In that moment, Hansel got a good look inside the cottage. And under a table he saw a pair of hiking boots that he knew for certain were Gretel’s. He pointed to them and blurted out, “Those are my sister’s boots! She’s here!”
“Shh! Keep your voice down,” hissed Emelda. “You’ll disturb the neighbors.”
“What neighbors?” asked Hansel, looking around in confusion. There were no other homes in sight.
She pointed her cane toward the Wall, which extended high in the sky. “The Barbarians and Dastardlies that live on the other side,” she told him. “When they get going, they make a terrible racket.”
Hansel peered at the Wall. Up close it looked like it was made of glass, only it was so opaque, you couldn’t see through it. But just in case there really were Barbarians and Dastardlies within hearing range, he lowered his voice. “Let me in,” he demanded. “I know Gretel’s here.”
“Yes, okay. You’re right. She’s here. I didn’t want to say because … well … she asked me not to. She was afraid she’d get into trouble for wandering off from the Academy, and —”
Hansel frowned at her, unsure. He guessed this could be true. “Never mind all that,” he told her. “Just let me see her so I know she’s okay!”
Emelda sighed. “Calm down, boy. She only went downstairs to the cellar to fetch some … uh … potatoes for me. If you want to wait a few minutes —”
“No, I don’t want to wait,” Hansel said impatiently. “I want to see her right now!”

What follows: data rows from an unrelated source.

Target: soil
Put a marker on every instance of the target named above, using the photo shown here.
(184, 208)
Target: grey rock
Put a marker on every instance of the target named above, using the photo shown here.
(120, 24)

“If you insist.” Shaking her head, the witchy-looking woman ushered him inside. After moving Gretel’s boots out of the way, she quickly shoved the table aside. Then she rolled back the rug under the table and pulled up a trapdoor. There was a grate under
it.
“You shut the door on her while she was down there?” asked Hansel.
“What? Of course not, you suspicious boy. What a worrywart.” Emelda pointed her walking stick toward the window, saying, “There’s another entrance. A door to the cellar from outside. She went in that way, but I’m sure she’ll come this way if you call her.”
As she was opening the grate, Hansel called into the cellar. “Gretel! Are you down there?” No answer.
“It’s a huge cellar and the potatoes are waaay at the back of it,” said Emelda. “She just can’t hear you. Step inside a ways and try again.”
Hansel could see a ladder going down to the dark cellar. He started to back down it, but then stopped after just a few steps. What if this was another of Emelda’s lies?
Letting go of one side of the ladder, he twisted sideways. “Gretel! Are you down here?” he yelled into the dark abyss. Suddenly, Emelda bent toward him and gave him a shove. Losing his grip on the other side of the ladder, as well as his balance, Hansel fell. And that was the last thing he remembered.
When Gretel awoke the next morning, sun was streaming in through the little transparent-sugar window at the side of her room. It took her a few moments to remember where she was. Once she did, she jumped out of bed. She needed to get back to the Academy!
Red would be worried that she hadn’t shown up at bedtime last night. Because even if Emelda had managed to get hold of Principal R through her crystal ball last night, Gretel doubted the principal would bother to tell Red where she was. Maybe her roomie would think she had slept overnight in Jill’s room or something. Still, when she didn’t show up for breakfast, her friends would definitely get anxious. And if they told Hansel she was missing, he’d really worry.